Drescher: Der Aspekt des Erotischen! Bei dieser Schilderung, wie bei der Lektüre vieler Ihrer Gedichte, frappiert ein Hang zu vordergründiger, nicht immer motivierter Erotik. Im „Ferngruß von Bett zu Bett“ erinnern Sie die ferne Geliebte an gemeinsame Geschehnisse, und präzisieren dann diese Vorgänge mit Epitheta ornantia wie: „heiß“, „frei“, „besoffen“, „fromm“ und „scharf“. Diese immer wieder zu beobachtende Sicht aus dem Blickwinkel des Faunischen…

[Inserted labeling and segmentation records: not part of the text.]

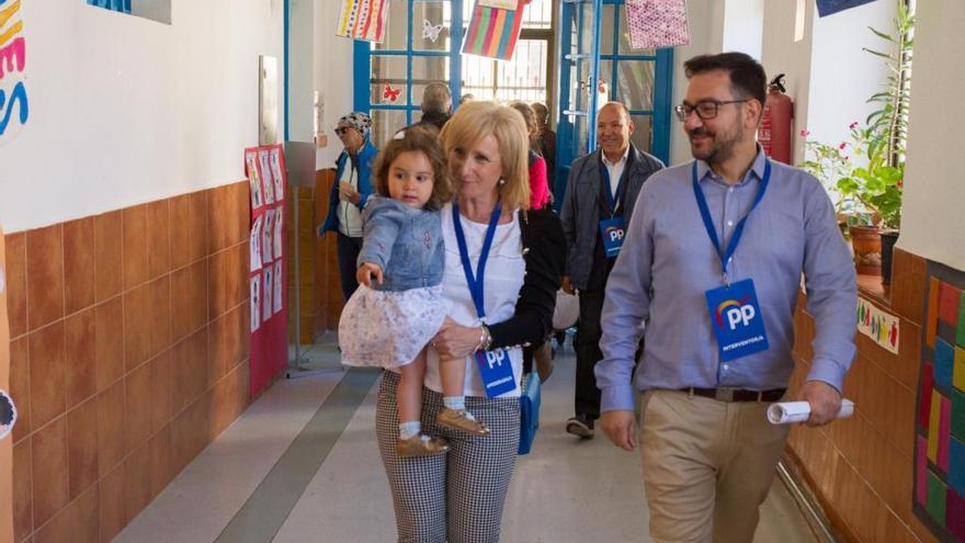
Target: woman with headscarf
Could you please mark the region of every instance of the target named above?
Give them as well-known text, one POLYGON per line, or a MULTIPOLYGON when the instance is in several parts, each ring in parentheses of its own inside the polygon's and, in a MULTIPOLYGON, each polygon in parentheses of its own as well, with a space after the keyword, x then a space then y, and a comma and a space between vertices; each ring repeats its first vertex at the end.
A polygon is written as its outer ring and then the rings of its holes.
POLYGON ((320 235, 329 230, 338 235, 339 279, 345 301, 359 287, 355 260, 362 250, 362 210, 372 194, 372 162, 378 154, 368 138, 371 131, 372 117, 364 113, 352 112, 339 120, 336 134, 344 150, 336 160, 328 216, 318 228, 320 235))

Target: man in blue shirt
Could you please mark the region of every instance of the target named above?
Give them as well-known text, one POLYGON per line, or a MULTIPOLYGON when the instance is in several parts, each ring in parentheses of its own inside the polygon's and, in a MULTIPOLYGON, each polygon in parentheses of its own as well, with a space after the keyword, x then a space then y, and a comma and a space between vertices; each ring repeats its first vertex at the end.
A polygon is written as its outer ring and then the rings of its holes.
POLYGON ((657 542, 750 542, 787 433, 770 425, 794 370, 804 273, 817 333, 797 396, 807 423, 832 420, 854 357, 854 267, 811 176, 757 145, 763 67, 741 53, 684 64, 678 105, 693 162, 643 186, 606 284, 597 383, 600 426, 636 444, 634 385, 650 534, 657 542), (645 324, 645 348, 631 382, 645 324))

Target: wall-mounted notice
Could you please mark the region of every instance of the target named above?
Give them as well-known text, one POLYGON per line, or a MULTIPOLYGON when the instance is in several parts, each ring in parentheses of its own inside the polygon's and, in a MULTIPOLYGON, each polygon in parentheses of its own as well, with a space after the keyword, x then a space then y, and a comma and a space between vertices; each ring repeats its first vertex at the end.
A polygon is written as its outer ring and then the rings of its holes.
POLYGON ((875 340, 877 344, 888 351, 898 354, 898 341, 901 337, 901 320, 898 317, 878 309, 874 304, 860 296, 855 316, 858 331, 875 340))

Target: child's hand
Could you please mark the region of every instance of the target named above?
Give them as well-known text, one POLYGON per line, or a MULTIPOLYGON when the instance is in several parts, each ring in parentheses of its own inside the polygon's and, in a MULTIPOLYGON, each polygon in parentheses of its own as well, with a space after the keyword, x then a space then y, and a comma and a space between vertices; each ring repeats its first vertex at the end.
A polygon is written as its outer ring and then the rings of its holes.
POLYGON ((372 278, 375 278, 375 281, 378 284, 382 284, 382 268, 377 264, 365 262, 364 264, 359 267, 359 270, 355 272, 355 281, 360 284, 363 284, 367 287, 372 287, 372 278))

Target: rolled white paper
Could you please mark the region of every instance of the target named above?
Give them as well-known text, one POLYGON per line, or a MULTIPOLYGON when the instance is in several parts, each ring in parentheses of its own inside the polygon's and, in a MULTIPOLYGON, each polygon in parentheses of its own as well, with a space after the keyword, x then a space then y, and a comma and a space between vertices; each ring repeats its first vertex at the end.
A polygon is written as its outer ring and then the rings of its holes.
MULTIPOLYGON (((854 414, 854 401, 841 400, 841 410, 835 418, 843 419, 854 414)), ((768 420, 772 425, 791 425, 804 422, 810 417, 810 404, 807 401, 781 401, 768 407, 768 420)))

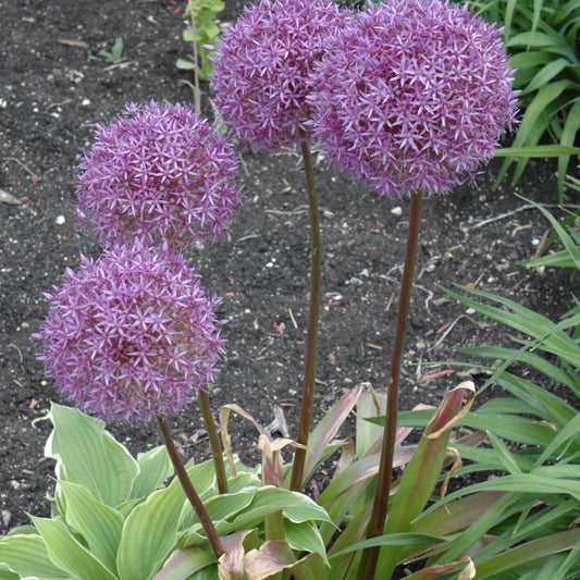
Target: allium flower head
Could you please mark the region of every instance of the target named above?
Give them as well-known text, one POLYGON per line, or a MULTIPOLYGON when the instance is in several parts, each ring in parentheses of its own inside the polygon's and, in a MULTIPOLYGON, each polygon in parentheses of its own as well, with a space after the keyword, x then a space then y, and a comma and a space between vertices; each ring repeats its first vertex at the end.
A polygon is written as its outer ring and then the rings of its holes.
POLYGON ((501 34, 467 4, 369 3, 317 66, 307 97, 314 137, 381 196, 443 194, 473 180, 514 122, 501 34))
POLYGON ((243 146, 276 152, 304 140, 309 75, 346 14, 332 0, 262 0, 227 28, 211 81, 215 104, 243 146))
POLYGON ((104 245, 139 237, 178 248, 225 229, 243 194, 233 146, 214 128, 187 107, 155 101, 97 127, 76 187, 104 245))
POLYGON ((136 422, 175 412, 213 381, 224 340, 208 297, 181 255, 114 246, 81 257, 36 338, 47 375, 82 410, 136 422))

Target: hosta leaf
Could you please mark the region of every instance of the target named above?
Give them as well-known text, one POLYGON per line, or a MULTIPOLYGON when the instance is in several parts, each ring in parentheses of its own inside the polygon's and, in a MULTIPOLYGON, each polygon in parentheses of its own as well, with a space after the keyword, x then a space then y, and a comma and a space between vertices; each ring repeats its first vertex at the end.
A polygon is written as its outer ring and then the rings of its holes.
MULTIPOLYGON (((212 467, 209 464, 187 468, 200 495, 209 484, 207 472, 212 467)), ((183 488, 175 478, 168 488, 153 492, 133 509, 125 520, 119 546, 116 565, 121 580, 146 580, 161 568, 175 547, 185 502, 183 488)))
POLYGON ((38 533, 0 538, 0 566, 3 565, 14 572, 12 576, 7 575, 7 578, 38 577, 42 580, 71 578, 69 572, 52 563, 47 546, 38 533))
POLYGON ((128 499, 137 462, 104 431, 104 423, 54 403, 50 418, 54 429, 45 455, 57 459, 57 477, 78 483, 95 499, 111 507, 128 499))
POLYGON ((116 572, 116 551, 123 529, 123 516, 96 499, 83 486, 61 482, 66 525, 86 540, 90 553, 112 572, 116 572))
POLYGON ((111 570, 71 534, 63 522, 33 516, 30 519, 42 536, 50 559, 55 566, 76 578, 118 580, 111 570))
MULTIPOLYGON (((199 570, 210 571, 215 564, 213 554, 200 547, 184 547, 176 550, 165 562, 163 568, 156 573, 153 580, 183 580, 199 570)), ((215 571, 210 578, 215 578, 215 571)))
POLYGON ((173 476, 173 464, 164 445, 140 454, 137 464, 139 472, 133 481, 132 497, 147 497, 173 476))

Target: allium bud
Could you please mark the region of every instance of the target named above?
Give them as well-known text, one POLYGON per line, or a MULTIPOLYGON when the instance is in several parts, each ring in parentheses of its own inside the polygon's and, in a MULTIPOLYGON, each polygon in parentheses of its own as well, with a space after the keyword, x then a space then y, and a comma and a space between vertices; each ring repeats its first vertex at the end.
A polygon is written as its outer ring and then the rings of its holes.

Ringelnatz: Quod licet Iovi, non licet bovi, dieser Spruch war mir schon am königlichen Staatsgymnasium verdächtig! Warum bin ich ein Faun, Johann Wolfgang von Goethe aber bekommt für dieses gleiche, gottgewollte Delikt das Prädikat Erotiker? Auch ich war ein Erotiker. Ich war immer ein großer Erotiker!

Drescher: Lieber Herr Bötticher, diese Selbstvergleiche mit dem größten unserer Lyriker…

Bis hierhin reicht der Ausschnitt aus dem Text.